Jermyn’s moving dead
by Walter Avery
Jermyn Historical Society

No, this is not a script for a Halloween movie about zombies. It is a part of Jermyn’s history that both amazes and fascinates newcomers to the area when they first hear about it. Before 1930, what is now Gibson Street was Cemetery Street, for it led to Jermyn’s first burial ground “Shadyside Cemetery”. Way up into the 1950’s the older people in town still called Gibson St. Cemetery St. Shadyside extended from just this side of Garfield Avenue to the area now occupied by the housing project on Henry Drive. Just to the right of the cemetery was Maple Grove Park. The first burial in Shadyside took place in 1872 and a cemetery association was formed in 1889.

In 1929 the Hudson Coal Co. who had leased them the land wanted to dig out the coal under the graves. They offered to pay all expenses to have the bodies moved to the old Powder Mill land that they now owned. On January 8, 1930; six hundred people met in the basement of the Methodist Church to hear the coal company’s proposal. Burgess John Mellow, president of the Cemetery Association opened the meeting. It took 15 minutes to read the proposal. Then Postmaster Arthur Winter spoke on an idea that he, Eugene Avery and William Staples had about buying land near Montdale for a cemetery in a rural setting. Lawyer H.D. Cary read the deed of Shadyside and said that the coal company had the right to dig up the coal without notice. After a heated discussion, all who owned lots were to vote to approve the offer or not, however; many lot owners were not there that night. The vote was 238 for and 38 against.

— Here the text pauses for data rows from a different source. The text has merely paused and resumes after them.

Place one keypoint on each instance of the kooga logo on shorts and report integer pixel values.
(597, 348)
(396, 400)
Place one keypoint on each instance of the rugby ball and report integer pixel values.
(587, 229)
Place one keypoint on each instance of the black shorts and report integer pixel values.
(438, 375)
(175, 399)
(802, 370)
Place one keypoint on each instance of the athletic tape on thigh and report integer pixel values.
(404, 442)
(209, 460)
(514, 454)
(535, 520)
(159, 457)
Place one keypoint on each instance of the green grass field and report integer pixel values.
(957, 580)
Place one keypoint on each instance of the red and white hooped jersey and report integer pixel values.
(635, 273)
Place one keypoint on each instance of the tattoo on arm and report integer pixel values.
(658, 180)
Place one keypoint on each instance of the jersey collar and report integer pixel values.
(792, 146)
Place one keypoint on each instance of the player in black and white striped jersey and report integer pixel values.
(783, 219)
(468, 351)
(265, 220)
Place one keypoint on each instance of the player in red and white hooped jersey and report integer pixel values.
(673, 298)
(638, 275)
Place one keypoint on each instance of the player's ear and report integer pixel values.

Those who were against soon formed their own cemetery association with Sam Langman, Mr. Vail and Eugene Avery’s daughter Edna as secretary. The land near Montdale was purchased and Valley View Cemetery was formed. Part of the cemetery was going to be a plot for Masons. A rock that kids jumped off when swimming in Rushbrook Creek just as you start up Route 107. It was called the “white rock”. They moved it to Valley View intending to put a Masonic emblem on it. The Masonic plot never happened. Just imagine the work to get that big rock there in 1930.

Funeral director Floyd Battenberg was awarded the contract to move the bodies and John Booth; the job to relocate the tombstones. They had to wait until cold weather to start to dig up the bodies, for many of them were buried in wooden coffins before there was embalming or vaults and before a hard freeze. Work began on October 23, and was completed on December 20, 1930. Many family members came to watch their loved ones being exhumed. I have been told by descendants of people involved that it was hoped that family members be there at the time to identify the body. I also have heard many stories of jewelry being reclaimed by family members. One written account tells of a badly decomposed body but the crease was still in his trousers and a woman’s hair still neatly pinned in place. Several of the bodies that were buried in wet places were found petrified. One account tells that 1,171 bodies were moved to Jermyn, 610 to Valley View and 30 to other places for a total of 1,811 bodies and all done in just 45 working days.

I got the information for this article from many articles in our archives but have yet to find a photo of Shadyside. This is a void in our history.